You are viewing a plain text version of this content. The canonical link for it is here.
Posted to commits@uniffle.apache.org by ck...@apache.org on 2023/01/17 02:55:27 UTC

[incubator-uniffle] 01/04: Fix incorrect metrics of event_queue_size and total_write_handler (#411)

This is an automated email from the ASF dual-hosted git repository.

ckj pushed a commit to branch branch-0.6
in repository https://gitbox.apache.org/repos/asf/incubator-uniffle.git

commit 790ea613284971503a38fbfd57d56f9c9768d838
Author: Junfan Zhang <zu...@apache.org>
AuthorDate: Tue Dec 13 17:45:54 2022 +0800

    Fix incorrect metrics of event_queue_size and total_write_handler (#411)
    
    ### What changes were proposed in this pull request?
    
    Fix incorrect metrics of event_queue_size and total_write_handler
    
    ### Why are the changes needed?
    In current codebase, there are bugs on above metrics.
    
    1. The metric of total_write_handler won't desc when exception happened on flushing to file
    2. The metric of event_queue_size won't show the correct wait queue size.
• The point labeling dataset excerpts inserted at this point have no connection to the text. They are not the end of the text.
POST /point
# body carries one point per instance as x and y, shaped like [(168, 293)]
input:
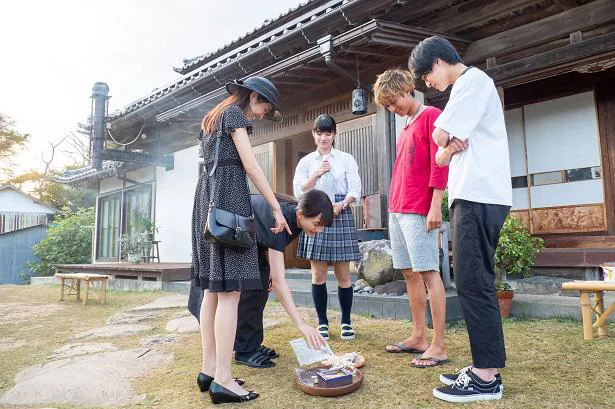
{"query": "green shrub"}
[(68, 241), (516, 250)]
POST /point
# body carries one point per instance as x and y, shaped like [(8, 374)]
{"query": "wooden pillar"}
[(86, 290), (605, 101), (384, 132), (602, 331), (61, 298)]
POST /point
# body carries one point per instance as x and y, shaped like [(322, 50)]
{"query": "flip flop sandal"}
[(270, 352), (347, 332), (402, 349), (255, 360), (436, 362)]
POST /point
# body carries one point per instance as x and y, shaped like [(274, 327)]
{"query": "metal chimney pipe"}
[(100, 94)]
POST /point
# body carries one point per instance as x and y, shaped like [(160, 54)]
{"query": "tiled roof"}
[(191, 63), (206, 67)]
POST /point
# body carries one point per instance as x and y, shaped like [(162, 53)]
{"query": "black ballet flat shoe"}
[(204, 381), (219, 394)]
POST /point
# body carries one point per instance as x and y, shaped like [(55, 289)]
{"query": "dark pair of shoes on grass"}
[(262, 357), (219, 394), (465, 386)]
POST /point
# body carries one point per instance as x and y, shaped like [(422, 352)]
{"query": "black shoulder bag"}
[(226, 228)]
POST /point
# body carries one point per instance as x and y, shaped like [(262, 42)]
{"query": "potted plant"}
[(142, 222), (514, 256), (135, 246)]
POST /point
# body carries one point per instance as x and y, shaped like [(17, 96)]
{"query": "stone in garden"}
[(71, 350), (160, 339), (104, 379), (11, 343), (393, 288), (376, 265), (133, 317), (541, 285), (185, 324), (163, 303), (114, 331)]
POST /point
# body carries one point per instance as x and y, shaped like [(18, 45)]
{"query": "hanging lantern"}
[(359, 101)]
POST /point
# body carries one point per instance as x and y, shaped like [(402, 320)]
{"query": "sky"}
[(52, 52)]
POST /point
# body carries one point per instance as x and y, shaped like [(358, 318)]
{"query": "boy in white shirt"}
[(471, 134)]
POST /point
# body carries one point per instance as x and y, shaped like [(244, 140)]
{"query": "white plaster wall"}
[(562, 133), (109, 185), (521, 198), (567, 194), (14, 202), (174, 200), (516, 141)]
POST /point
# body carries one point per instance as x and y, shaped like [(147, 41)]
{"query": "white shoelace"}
[(462, 380)]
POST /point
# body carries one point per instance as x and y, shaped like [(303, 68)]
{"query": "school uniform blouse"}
[(343, 167)]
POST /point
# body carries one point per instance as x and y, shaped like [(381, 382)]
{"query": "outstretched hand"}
[(280, 223)]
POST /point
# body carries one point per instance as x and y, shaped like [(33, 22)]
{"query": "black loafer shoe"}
[(219, 394), (204, 381)]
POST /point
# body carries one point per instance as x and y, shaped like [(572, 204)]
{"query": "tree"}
[(68, 241), (10, 142), (42, 185)]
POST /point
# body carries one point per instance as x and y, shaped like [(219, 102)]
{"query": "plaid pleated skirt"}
[(336, 243)]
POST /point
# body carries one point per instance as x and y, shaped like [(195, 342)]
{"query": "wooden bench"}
[(75, 285), (586, 288)]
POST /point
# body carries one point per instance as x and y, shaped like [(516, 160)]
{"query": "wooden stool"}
[(75, 285), (586, 288)]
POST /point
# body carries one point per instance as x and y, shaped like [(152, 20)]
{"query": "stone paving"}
[(98, 373)]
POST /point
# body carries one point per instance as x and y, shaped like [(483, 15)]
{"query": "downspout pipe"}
[(100, 94)]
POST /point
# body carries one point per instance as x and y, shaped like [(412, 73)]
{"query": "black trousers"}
[(250, 332), (476, 231), (249, 313)]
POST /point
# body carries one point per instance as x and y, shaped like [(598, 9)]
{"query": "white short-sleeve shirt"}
[(481, 173), (343, 167)]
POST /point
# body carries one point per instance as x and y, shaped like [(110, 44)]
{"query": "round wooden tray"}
[(303, 378)]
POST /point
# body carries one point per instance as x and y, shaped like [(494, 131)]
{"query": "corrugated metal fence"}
[(16, 252)]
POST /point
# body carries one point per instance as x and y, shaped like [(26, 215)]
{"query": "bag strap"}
[(212, 172)]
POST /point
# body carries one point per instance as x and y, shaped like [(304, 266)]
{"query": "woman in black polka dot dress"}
[(222, 272)]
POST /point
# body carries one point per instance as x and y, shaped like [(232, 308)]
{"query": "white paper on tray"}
[(306, 355)]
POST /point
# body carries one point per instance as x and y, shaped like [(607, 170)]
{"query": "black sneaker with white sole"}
[(468, 387), (323, 330), (347, 332), (450, 378)]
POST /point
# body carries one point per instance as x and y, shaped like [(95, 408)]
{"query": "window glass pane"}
[(575, 175), (108, 227), (519, 182), (546, 178), (136, 202)]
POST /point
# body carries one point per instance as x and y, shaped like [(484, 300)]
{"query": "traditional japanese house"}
[(551, 59)]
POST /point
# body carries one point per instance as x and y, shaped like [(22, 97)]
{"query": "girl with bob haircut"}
[(337, 174)]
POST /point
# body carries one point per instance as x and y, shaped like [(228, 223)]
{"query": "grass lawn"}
[(549, 364)]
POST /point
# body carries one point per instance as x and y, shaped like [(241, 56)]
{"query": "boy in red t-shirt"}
[(415, 214)]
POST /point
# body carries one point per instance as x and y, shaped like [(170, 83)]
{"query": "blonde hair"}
[(391, 84)]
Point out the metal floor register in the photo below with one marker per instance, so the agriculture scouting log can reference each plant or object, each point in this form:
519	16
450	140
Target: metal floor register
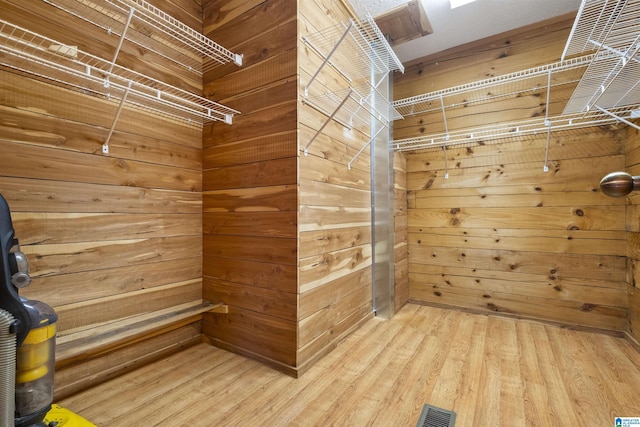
436	417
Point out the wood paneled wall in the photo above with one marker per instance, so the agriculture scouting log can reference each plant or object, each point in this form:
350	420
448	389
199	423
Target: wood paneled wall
632	166
287	236
335	208
250	182
108	237
500	234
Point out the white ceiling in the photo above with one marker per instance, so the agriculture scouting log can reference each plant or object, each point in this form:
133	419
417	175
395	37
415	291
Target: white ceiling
474	21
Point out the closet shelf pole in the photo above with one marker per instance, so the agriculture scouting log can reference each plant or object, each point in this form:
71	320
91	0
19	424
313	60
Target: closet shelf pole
365	146
444	118
547	123
105	146
446	167
327	58
306	148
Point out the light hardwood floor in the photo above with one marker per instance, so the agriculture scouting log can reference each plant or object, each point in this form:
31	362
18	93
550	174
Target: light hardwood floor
491	371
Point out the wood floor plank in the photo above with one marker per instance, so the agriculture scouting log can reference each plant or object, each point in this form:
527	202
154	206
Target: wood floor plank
491	371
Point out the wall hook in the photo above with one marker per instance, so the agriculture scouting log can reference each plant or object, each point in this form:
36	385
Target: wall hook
619	184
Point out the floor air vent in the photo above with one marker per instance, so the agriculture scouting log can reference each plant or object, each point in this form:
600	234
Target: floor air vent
436	417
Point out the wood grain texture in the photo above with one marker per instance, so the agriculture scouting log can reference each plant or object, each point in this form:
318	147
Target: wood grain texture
489	370
632	165
500	234
250	179
110	238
In original logic, if all events are waiting to be operated in flush thread pool, the flushQueue is always 0 and the metric value also will be 0. This is wrong.
    
    
    ### Does this PR introduce _any_ user-facing change?
    No
    
    
    ### How was this patch tested?
    Don't need.
---
 .../main/java/org/apache/uniffle/server/ShuffleFlushManager.java   | 7 +++++--
 1 file changed, 5 insertions(+), 2 deletions(-)

diff --git a/server/src/main/java/org/apache/uniffle/server/ShuffleFlushManager.java b/server/src/main/java/org/apache/uniffle/server/ShuffleFlushManager.java
index 96f89296..619fe9ca 100644
--- a/server/src/main/java/org/apache/uniffle/server/ShuffleFlushManager.java
+++ b/server/src/main/java/org/apache/uniffle/server/ShuffleFlushManager.java
@@ -95,12 +95,13 @@ public class ShuffleFlushManager {
           ShuffleDataFlushEvent event = flushQueue.take();
           threadPoolExecutor.execute(() -> {
             try {
-              ShuffleServerMetrics.gaugeEventQueueSize.set(flushQueue.size());
               ShuffleServerMetrics.gaugeWriteHandler.inc();
               flushToFile(event);
-              ShuffleServerMetrics.gaugeWriteHandler.dec();
             } catch (Exception e) {
               LOG.error("Exception happened when flush data for " + event, e);
+            } finally {
+              ShuffleServerMetrics.gaugeWriteHandler.dec();
+              ShuffleServerMetrics.gaugeEventQueueSize.dec();
             }
           });
         } catch (Exception e) {
@@ -137,6 +138,8 @@ public class ShuffleFlushManager {
   public void addToFlushQueue(ShuffleDataFlushEvent event) {
     if (!flushQueue.offer(event)) {
       LOG.warn("Flush queue is full, discard event: " + event);
+    } else {
+      ShuffleServerMetrics.gaugeEventQueueSize.inc();
     }
   }